Creating Our SMIL-like Software Platform

This topic contains 1 reply, has 1 voice, and was last updated by Josh Stern January 24, 2024 at 6:45 pm.

Author

Posts
January 24, 2024 at 6:45 pm #126412

Josh Stern
Moderator

My Grammarly edit of this from roughly the same dates was somehow a lot more complete:

W3C focused on the goal of “Synchronized Multimedia Language” before the rise of YouTube & Netflix. Their final standard version appeared in 2008: https://www.w3.org/TR/SMIL3/
It was verbose and early. Only a few implementations were created.

Fast forward to today where GT is working to create user-focused Internet TV/Radio/Interactive using bits of YouTube-like video carefully strung together in directed graphs, with controls & branching points. Now we see the need for systematic integration with synchronized interactivity, alternative presentations (comments), material for NLP, and versions that work on alternative output devices – e.g. to support resumption between working on a desktop/laptop and walking about wirelessly.

So we need something similar to SMIL 3.0 in the sense that lots of good thought went into that project & many useful types of content dimensions were considered & defined. But we need to avoid these problems:

a) Verbosity
b) One big mass of definitions that is a long road to implement and an even longer road to conformance testing
c) Streaming rather than “the file” should be the basic mode of comprehension. Updates to “the integrated multimedia presentation & control state” can come as deltas. General efforts should be made to allow for resumption after REST – i.e. not every delta is REST, but they should all exist within well-defined REST epochs, modulo security/authorization concerns. Relevant methods of adaptive data compression can be considered at the protocol level – i.e. “use profile X7234 for Dimensions [Device, ProgramDictionary].
d) design should assume that “natural language” and spoken interfaces will eventually be a conventional alternative rather than a re-design.
e) Initial user acceptability & learning curve are often related to user experience & familiarity with the system of controls that is available & the methods for accessing them. How does the novice learn a given system? How does the interface change as the user moves from novice to expert? How can different systems of controls be implemented & configured on the same platform? Consider allowing some aspects of the presentation to be parameterized by choice of control UI and user experience level.

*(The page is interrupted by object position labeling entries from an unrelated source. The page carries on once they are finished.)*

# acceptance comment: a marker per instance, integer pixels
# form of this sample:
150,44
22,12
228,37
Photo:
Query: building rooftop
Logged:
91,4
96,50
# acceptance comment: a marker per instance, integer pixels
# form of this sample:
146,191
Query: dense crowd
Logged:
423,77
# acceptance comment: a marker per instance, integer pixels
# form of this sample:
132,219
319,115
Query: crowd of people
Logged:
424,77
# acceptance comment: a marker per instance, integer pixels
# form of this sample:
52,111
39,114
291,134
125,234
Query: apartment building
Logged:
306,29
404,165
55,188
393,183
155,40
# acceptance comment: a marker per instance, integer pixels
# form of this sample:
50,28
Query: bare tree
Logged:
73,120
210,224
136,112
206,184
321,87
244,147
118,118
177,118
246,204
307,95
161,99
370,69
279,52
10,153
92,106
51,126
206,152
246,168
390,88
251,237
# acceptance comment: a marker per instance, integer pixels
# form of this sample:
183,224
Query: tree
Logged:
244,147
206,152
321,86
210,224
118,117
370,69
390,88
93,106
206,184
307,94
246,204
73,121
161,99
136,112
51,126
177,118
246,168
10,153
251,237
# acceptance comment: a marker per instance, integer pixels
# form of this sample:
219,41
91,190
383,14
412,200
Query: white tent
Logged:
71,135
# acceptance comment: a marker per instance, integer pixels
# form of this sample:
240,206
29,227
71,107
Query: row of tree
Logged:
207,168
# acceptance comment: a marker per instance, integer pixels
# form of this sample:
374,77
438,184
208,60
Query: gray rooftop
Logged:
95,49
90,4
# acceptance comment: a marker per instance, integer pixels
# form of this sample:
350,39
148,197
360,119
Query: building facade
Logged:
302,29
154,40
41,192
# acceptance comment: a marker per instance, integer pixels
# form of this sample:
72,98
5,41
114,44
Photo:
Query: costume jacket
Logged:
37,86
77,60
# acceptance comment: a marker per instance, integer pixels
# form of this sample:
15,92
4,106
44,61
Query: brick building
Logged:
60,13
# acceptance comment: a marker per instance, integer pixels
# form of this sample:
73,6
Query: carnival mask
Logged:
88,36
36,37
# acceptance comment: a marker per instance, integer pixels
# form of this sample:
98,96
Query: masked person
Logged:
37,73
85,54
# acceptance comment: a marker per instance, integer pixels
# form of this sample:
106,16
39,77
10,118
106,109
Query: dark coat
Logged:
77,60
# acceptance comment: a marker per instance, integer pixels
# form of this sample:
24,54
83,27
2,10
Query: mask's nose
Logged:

f) The concept of “profiles” for data compression can & should be extended to “profiles” for content authoring & profiles for conformance testing. For conformance testing of “playback”, the profile can be used to establish the limitations/promises of a given implementation – it only claims to implement a subset of the overall playback universe. In the case of content authoring, there is a set of profiles for the sets of content types that can be (easily) authored by a given software program, and there is a set/universe of playback devices & user audiences that they target, with possibly different alternative modalities for different subsets of that universe. Interface elements akin to skins/stylesheets, and widely distributed (e.g. CDN) javascript libraries are an example of this sort of cached “profile” element. Domain models of what is visually/auditorily represented and user<==>UI interaction models are additional examples that may be reusable parts of hypermedia presentations/programs.

g) Generality of application & software reuse to different user & device contexts can benefit from high-level models of user<==>UI interaction. From the software POV, it may be helpful to model the abstract user as possessing a small/abstracted version of a given UI presentation – i.e. some info has been seen already & some have not; some authorization/acknowledgment/branching/consent choices or gestures have been made, some were presented by not yet selected/confirmed, and others have not been presented yet. A simple, but generalizable protocol for abstract user<==>UI interaction would allow some elements of the program & the constraints to be expressed at an abstract level which can be reified in different ways over various devices & multi-session wanders.

The text above calls for a protocol & standards definition that is more streaming-oriented and less verbose than SMIL3 while being adapted to modalities of data compression & partial implementation of formats. This raises the question – moving away from a file-oriented “language” definition, what type of definitions would be best for both standards & future open development?? We recommend the following division of specs:

I. Require a messaging protocol with standard features – c.f. this review https://getstream.io/blog/messaging-protocols/ . We believe that most of the abstract features of AMQP, including P2P encryption & multi-way publish/subscribe fan-out are useful & relevant. However, we would not restrict our protocol to a specific layer like TCP. We would rather allow the definition to work over many different forms of transport, including http tunneling & layers adapted over IoT. Note that where TCP duplex is available, it may be possible to gain efficiencies over TCP by implementing packet and message control/integrity at the protocol level over possibly non-duplex channels. The protocol should support streams of data messages with a defined sequence that may be completed after some finite count or extended indefinitely.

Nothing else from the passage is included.